Segundo a Polícia Civil, durante o cumprimento das ordens judiciais, os investigadores buscam apreender documentos, aparelhos eletrônicos e outros materiais que possam contribuir para o esclarecimento do crime, identificar novos envolvidos e individualizar a participação de cada investigado.

Falsa suspeita

As investigações apontam que o homicídio foi ordenado por integrantes de uma facção criminosa que atua na região. A motivação seria a suspeita de que Lavignia repassava informações às forças de segurança.

Conforme a apuração, a mãe da jovem trabalhava na base da Polícia Militar de Poxoréu e, em algumas ocasiões, a vítima a auxiliava no local. Por frequentar a unidade policial, integrantes da organização criminosa passaram a acreditar, de forma equivocada, que ela atuava como informante.

Na madrugada do crime, Lavignia havia acabado de chegar à casa noturna quando um homem armado invadiu o estabelecimento e efetuou diversos disparos. A jovem foi atingida na cabeça e em outras regiões vitais, morrendo ainda no local.

Esta é a segunda vez que o vereador é alvo da investigação. No dia 2 de junho, Túlio César já havia sido alvo de um mandado de busca e apreensão no âmbito do mesmo inquérito. Na ocasião, a Polícia Civil não informou qual seria a suspeita envolvendo o parlamentar, alegando que o sigilo era necessário para não comprometer as investigações.

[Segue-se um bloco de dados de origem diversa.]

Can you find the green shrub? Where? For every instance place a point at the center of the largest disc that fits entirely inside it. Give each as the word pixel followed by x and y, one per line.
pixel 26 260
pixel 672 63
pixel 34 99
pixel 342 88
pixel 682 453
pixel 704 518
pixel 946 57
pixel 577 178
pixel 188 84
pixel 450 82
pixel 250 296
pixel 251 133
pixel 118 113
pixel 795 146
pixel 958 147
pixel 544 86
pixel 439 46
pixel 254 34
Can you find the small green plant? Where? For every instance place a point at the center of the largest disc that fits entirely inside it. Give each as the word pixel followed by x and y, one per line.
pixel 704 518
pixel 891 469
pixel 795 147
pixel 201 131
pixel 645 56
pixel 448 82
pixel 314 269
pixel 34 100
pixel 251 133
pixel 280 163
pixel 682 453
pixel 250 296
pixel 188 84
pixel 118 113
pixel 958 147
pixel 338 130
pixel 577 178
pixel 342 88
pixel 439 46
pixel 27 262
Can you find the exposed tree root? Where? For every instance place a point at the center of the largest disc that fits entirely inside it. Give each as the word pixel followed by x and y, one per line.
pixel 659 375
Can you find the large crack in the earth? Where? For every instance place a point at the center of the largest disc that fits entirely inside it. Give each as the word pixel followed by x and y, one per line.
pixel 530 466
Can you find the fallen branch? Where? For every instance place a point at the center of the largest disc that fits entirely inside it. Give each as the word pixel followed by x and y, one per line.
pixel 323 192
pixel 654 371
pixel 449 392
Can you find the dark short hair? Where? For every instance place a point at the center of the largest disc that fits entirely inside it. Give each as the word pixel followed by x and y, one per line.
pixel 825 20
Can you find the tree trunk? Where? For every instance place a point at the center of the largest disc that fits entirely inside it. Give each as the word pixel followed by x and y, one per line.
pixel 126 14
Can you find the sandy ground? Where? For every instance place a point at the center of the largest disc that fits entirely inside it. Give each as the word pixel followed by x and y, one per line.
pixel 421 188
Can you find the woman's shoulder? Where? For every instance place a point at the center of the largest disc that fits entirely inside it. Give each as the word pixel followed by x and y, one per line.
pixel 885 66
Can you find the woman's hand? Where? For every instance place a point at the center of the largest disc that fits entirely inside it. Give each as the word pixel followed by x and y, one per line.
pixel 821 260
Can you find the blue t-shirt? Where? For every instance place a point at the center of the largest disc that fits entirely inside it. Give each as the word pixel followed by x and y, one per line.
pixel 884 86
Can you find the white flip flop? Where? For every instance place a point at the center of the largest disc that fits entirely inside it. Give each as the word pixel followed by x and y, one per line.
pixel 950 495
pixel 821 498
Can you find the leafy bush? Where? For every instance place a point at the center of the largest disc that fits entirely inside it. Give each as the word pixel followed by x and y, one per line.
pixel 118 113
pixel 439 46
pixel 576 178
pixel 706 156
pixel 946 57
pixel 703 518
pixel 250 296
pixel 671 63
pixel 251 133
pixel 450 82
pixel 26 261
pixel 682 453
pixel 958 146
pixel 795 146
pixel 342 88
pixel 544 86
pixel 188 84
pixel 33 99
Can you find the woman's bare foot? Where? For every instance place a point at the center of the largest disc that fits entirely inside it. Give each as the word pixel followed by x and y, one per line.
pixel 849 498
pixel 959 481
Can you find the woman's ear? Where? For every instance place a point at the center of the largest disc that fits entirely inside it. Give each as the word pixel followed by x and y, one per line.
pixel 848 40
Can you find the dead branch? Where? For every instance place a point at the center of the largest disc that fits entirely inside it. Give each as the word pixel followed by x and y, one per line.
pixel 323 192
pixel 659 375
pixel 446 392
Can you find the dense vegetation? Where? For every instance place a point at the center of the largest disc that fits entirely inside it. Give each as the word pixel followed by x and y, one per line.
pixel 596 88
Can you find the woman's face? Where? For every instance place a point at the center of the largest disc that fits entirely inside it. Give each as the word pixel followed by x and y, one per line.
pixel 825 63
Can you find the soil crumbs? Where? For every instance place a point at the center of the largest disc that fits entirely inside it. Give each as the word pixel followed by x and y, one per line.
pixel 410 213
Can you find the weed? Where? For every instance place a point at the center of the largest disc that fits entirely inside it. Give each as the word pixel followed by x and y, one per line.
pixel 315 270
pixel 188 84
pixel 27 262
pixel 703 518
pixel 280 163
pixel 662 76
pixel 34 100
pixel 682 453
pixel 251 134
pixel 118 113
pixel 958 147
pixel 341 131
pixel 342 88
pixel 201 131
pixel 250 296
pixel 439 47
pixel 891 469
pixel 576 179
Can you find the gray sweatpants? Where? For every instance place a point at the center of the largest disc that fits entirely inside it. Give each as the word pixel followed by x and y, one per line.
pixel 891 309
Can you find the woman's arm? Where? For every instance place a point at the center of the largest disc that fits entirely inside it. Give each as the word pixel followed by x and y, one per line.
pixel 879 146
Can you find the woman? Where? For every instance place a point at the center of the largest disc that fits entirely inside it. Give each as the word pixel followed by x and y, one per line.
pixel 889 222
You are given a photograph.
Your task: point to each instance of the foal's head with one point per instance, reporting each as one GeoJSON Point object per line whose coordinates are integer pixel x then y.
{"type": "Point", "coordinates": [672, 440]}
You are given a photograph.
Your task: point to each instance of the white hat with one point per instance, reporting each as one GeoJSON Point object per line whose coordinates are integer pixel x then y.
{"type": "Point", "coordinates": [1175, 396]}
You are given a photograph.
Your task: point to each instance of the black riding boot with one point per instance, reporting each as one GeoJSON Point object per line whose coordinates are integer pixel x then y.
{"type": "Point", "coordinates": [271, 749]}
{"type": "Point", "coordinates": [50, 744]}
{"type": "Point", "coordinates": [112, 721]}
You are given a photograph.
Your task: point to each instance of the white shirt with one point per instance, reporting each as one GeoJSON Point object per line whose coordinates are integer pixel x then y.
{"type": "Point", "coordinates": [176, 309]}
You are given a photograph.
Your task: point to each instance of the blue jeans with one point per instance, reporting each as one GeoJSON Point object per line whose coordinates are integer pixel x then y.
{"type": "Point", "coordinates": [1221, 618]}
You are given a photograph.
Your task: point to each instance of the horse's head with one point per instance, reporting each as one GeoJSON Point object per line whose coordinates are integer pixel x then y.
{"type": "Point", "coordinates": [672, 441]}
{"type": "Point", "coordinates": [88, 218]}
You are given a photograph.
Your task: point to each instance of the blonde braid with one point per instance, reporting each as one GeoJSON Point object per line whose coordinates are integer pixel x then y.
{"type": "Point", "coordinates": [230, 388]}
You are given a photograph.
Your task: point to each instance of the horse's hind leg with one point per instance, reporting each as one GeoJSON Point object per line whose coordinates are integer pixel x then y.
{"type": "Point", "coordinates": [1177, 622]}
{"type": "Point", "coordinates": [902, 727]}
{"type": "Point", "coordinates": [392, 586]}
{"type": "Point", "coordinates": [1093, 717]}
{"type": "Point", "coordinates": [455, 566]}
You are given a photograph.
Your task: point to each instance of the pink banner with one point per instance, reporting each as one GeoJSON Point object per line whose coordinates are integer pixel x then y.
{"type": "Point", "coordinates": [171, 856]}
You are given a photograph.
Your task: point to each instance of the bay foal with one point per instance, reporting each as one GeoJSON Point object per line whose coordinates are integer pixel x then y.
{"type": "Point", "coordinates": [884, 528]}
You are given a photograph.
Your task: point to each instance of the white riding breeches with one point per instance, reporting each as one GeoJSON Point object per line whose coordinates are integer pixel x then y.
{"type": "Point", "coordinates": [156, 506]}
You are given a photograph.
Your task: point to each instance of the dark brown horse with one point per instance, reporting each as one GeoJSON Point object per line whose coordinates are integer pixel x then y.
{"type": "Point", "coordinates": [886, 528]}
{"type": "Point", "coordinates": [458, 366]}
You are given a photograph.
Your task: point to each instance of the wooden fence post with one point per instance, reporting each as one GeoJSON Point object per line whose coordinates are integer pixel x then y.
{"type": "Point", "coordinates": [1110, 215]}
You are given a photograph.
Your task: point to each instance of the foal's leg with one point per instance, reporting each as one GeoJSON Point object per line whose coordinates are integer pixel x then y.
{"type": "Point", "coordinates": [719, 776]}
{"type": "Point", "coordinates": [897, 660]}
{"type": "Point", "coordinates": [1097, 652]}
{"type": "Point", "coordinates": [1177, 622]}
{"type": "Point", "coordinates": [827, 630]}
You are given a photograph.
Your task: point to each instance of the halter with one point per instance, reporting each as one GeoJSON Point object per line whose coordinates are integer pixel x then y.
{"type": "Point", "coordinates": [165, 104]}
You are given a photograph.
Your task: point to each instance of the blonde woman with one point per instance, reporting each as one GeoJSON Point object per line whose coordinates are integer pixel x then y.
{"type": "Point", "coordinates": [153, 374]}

O caso já havia resultado na prisão de um suspeito de 30 anos, conhecido como “Bin Laden”, localizado pela Polícia Militar em 11 de maio, escondido em uma residência no bairro Parque São Jorge, em Rondonópolis.

Outro investigado, José Geraldo da Silva, de 41 anos, apontado como integrante da facção criminosa e suspeito de atrair Lavignia para a emboscada, morreu em confronto com policiais militares no dia 12 de maio, em Poxoréu.

Batizada de Operação Elo Oculto, a ação faz referência às conexões investigadas entre os suspeitos, a execução da jovem e os acontecimentos posteriores ao homicídio. O inquérito policial segue sob sigilo.